Exercise 8. Printing, Printing

We will now see how to do a more complicated formatting of a string. This code looks complex, but if you do your comments above each line and break each thing down to its parts, you’ll understand it.

ex8.py


 1    formatter = "{} {} {} {}"
 2
 3    print(formatter.format(1, 2, 3, 4))
 4    print(formatter.format("one", "two", "three", "four"))
 5    print(formatter.format(True, False, False, True))
 6    print(formatter.format(formatter, formatter, formatter, formatter))
 7    print(formatter.format(
 8        "Try your",
 9        "Own text here",
10        "Maybe a poem",
11        "Or a song about fear"
12    ))

What You Should See

Exercise 8 Session


$ python3.6 ex8.py
1 2 3 4
one two three four
True False False True
{} {} {} {} {} {} {} {} {} {} {} {} {} {} {} {}
Try your Own text here Maybe a poem Or a song about fear

In this exercise I’m using something called a function to turn the formatter variable into other strings. When you see me write formatter.format(...) I’m telling python to do the following:

1. Take the formatter string defined on line 1.
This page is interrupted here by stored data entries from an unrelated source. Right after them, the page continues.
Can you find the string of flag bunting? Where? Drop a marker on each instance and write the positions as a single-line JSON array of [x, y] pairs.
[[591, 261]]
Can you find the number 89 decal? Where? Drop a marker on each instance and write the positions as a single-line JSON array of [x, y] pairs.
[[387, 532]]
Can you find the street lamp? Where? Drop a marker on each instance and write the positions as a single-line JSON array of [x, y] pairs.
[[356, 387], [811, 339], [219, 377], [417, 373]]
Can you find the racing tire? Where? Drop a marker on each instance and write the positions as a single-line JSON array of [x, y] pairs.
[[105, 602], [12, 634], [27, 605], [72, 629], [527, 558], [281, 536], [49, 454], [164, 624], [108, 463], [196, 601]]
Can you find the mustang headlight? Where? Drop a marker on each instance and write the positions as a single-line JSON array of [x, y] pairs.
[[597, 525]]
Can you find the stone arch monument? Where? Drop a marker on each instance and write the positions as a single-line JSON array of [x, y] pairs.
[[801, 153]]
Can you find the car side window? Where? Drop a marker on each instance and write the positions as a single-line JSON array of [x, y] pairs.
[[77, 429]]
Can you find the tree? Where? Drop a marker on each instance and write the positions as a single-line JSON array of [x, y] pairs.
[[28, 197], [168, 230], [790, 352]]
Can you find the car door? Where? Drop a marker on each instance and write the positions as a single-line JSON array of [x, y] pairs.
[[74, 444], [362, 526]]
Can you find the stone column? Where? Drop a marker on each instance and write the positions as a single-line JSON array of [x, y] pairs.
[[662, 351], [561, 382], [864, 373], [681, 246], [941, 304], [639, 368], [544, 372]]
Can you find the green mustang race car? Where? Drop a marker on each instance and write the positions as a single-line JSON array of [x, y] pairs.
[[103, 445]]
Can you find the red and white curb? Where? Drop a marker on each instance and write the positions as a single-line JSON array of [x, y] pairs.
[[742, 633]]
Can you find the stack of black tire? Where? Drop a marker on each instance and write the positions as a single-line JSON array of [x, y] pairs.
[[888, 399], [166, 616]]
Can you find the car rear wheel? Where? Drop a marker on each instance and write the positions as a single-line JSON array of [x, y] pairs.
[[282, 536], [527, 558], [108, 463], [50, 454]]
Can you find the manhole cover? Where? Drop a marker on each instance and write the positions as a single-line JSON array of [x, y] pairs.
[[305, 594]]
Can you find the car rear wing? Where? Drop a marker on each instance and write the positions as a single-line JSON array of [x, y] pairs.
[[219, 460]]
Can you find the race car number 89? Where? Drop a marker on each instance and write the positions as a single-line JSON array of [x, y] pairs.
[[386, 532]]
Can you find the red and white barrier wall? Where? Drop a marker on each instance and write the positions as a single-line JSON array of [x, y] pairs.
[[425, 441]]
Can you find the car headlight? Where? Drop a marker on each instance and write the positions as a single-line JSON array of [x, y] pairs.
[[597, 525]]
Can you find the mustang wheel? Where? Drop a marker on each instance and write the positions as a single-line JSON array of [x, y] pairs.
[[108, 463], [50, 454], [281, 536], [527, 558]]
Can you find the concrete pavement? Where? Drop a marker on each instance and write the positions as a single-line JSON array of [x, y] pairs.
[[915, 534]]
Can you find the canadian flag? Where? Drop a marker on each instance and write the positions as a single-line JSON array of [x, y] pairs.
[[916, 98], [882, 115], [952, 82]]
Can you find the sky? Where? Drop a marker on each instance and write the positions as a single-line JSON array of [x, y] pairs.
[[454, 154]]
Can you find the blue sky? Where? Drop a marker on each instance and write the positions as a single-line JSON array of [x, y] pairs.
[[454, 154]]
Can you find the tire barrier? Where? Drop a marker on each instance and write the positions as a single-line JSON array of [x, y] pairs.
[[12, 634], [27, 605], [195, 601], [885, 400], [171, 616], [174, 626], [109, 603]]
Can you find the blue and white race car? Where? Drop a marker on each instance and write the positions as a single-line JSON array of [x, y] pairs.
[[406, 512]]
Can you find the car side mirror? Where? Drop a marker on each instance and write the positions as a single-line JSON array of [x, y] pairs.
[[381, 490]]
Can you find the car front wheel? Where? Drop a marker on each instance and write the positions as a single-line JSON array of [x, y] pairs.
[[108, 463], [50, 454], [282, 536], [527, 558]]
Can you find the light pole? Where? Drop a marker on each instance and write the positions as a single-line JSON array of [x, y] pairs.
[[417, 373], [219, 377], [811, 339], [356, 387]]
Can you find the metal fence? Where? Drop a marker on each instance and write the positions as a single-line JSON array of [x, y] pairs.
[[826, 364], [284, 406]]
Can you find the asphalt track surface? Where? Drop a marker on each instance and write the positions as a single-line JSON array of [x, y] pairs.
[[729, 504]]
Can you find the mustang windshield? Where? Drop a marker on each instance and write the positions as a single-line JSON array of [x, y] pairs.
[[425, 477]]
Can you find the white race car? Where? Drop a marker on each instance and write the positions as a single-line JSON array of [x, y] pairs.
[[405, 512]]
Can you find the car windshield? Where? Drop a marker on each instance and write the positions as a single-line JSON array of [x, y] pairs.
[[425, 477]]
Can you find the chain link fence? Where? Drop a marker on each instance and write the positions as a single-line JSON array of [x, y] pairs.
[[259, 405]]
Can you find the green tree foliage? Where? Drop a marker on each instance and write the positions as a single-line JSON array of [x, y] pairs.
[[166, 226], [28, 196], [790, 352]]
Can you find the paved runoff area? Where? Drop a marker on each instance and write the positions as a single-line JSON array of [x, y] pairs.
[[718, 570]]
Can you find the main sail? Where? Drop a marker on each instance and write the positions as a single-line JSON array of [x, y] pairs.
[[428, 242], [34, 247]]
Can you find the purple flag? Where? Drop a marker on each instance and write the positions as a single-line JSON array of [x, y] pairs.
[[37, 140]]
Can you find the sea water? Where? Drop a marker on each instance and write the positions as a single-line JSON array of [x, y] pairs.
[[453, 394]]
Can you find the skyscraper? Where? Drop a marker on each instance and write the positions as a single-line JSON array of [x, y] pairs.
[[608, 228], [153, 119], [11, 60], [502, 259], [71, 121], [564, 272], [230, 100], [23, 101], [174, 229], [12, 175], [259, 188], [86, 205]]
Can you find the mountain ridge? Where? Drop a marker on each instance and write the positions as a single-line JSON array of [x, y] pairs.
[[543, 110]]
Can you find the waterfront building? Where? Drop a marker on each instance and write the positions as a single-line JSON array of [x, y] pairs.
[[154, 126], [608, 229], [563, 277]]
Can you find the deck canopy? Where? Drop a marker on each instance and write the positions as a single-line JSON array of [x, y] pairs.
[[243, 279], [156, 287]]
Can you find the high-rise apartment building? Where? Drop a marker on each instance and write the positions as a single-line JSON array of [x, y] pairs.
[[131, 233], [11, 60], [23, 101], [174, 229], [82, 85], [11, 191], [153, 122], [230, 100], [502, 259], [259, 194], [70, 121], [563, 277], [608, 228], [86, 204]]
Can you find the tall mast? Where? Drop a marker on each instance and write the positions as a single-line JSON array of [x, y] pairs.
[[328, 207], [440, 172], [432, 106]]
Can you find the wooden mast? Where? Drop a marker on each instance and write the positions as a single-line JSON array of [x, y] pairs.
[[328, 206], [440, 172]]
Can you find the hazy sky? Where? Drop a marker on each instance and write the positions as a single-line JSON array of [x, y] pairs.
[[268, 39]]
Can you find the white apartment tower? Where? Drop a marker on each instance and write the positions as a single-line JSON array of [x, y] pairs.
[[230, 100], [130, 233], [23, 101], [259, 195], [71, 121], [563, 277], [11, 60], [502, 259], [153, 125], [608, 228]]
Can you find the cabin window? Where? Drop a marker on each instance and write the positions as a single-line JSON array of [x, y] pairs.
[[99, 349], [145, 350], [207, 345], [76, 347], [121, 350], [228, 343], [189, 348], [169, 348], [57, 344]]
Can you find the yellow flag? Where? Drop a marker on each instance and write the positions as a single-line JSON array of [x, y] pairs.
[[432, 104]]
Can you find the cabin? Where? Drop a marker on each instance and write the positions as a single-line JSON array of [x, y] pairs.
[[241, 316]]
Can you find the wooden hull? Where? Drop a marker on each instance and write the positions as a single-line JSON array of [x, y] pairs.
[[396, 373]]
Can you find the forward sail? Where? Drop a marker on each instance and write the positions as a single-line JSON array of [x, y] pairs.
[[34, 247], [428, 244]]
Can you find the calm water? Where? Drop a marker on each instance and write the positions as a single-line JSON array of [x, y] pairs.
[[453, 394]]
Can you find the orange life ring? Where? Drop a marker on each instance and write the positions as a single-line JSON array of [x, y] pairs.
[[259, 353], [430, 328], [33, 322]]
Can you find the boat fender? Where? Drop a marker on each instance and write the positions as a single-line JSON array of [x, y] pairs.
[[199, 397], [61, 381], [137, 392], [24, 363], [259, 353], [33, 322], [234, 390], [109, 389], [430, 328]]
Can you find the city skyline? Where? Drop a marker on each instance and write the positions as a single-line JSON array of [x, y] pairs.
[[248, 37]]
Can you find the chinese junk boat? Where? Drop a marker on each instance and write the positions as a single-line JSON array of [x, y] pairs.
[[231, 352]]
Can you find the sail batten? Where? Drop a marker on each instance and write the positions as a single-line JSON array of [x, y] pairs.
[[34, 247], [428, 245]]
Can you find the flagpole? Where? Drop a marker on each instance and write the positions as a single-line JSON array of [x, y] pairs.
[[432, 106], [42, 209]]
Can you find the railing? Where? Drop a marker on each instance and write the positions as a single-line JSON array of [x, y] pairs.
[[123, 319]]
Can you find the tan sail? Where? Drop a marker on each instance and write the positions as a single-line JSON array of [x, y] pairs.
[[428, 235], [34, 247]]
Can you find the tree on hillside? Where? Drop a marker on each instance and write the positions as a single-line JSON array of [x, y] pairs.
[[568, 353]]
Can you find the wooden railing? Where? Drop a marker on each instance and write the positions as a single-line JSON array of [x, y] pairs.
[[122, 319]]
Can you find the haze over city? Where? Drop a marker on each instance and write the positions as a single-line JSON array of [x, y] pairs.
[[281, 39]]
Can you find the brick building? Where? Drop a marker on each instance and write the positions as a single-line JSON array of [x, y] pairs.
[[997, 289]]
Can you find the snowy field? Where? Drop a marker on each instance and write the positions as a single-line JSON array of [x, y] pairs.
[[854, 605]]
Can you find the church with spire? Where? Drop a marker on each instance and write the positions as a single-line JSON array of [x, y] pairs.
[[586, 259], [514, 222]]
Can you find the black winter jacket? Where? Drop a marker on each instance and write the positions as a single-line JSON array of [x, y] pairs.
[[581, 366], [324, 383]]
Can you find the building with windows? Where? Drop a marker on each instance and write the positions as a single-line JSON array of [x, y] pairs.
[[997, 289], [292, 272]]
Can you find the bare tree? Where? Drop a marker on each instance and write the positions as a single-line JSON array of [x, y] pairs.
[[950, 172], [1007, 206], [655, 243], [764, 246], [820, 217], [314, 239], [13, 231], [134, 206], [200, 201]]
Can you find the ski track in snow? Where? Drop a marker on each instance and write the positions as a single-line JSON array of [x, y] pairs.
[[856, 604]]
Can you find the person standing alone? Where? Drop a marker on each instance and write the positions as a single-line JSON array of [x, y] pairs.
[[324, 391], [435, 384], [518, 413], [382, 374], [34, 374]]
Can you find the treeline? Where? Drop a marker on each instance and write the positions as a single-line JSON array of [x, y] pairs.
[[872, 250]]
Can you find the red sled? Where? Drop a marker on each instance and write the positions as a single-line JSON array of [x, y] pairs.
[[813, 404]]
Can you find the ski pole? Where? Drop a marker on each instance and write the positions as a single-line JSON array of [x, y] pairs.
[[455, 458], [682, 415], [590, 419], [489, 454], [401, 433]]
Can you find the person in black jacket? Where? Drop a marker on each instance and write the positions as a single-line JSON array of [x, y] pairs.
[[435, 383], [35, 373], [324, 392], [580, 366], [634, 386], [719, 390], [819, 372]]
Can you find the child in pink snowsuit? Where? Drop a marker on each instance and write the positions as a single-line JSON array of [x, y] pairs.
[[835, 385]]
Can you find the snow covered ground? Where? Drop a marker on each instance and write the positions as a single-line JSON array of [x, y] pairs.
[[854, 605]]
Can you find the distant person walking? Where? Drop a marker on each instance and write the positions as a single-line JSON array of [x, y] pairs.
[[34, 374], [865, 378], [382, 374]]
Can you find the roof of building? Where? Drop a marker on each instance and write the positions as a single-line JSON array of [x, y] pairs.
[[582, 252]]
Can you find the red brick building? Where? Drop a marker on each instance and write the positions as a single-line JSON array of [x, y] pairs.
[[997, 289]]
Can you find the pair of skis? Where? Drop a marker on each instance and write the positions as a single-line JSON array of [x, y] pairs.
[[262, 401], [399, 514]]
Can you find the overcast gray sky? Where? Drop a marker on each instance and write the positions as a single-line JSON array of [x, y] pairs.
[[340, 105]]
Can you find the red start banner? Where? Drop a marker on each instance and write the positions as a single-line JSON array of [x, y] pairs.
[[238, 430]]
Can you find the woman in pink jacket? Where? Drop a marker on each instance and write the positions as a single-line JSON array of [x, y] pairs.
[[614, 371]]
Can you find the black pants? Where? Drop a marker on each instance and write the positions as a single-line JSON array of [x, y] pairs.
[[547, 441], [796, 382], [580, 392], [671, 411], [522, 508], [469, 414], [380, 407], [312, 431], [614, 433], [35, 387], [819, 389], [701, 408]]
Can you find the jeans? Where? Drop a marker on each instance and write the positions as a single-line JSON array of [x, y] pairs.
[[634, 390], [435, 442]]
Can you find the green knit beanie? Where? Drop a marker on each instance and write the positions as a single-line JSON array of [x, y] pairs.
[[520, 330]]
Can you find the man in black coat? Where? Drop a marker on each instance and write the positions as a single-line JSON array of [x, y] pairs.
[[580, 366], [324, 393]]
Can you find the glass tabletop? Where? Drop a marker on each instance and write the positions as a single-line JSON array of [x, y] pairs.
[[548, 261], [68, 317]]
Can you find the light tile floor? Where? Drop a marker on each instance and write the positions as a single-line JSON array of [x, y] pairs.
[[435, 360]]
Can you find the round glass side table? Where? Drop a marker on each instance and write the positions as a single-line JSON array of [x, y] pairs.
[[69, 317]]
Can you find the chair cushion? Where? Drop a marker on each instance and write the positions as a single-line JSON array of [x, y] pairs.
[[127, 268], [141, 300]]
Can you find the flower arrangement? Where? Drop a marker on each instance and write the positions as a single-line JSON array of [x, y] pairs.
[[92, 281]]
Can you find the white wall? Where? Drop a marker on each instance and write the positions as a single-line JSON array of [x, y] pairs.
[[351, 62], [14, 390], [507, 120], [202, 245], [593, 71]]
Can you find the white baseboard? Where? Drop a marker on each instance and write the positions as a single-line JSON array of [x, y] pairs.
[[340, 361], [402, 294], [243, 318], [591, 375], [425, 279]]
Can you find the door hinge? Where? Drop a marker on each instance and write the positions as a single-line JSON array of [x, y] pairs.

2. Call its format function, which is similar to telling it to do a command line command named format.

3. Pass to format four arguments, which match up with the four {}s in the formatter variable. This is like passing arguments to the command line command format.

4. The result of calling format on formatter is a new string that has the {} replaced with the four variables. This is what print is now printing out.

That’s a lot for the eighth exercise, so what I want you to do is consider this a brain teaser. It’s alright if you don’t really understand what’s going on because the rest of the book will slowly make this clear. At this point, try to study this and see what’s going on, then move on to the next exercise.

Study Drills

Do your checks, write down your mistakes, and try not to make the same mistakes on the next exercise. In other words, repeat the Study Drills from Exercise 7.

Common Student Questions

Why do I have to put quotes around "one" but not around True or False? Python recognizes True and False as keywords representing the concept of true and false. If you put quotes around them then they are turned into strings and won’t work. You’ll learn more about how these work in Exercise 27.

Can I use IDLE to run this? No, you should learn to use the command line. It is essential to learning programming and is a good place to start if you want to learn about programming. IDLE will fail for you when you get further in the book.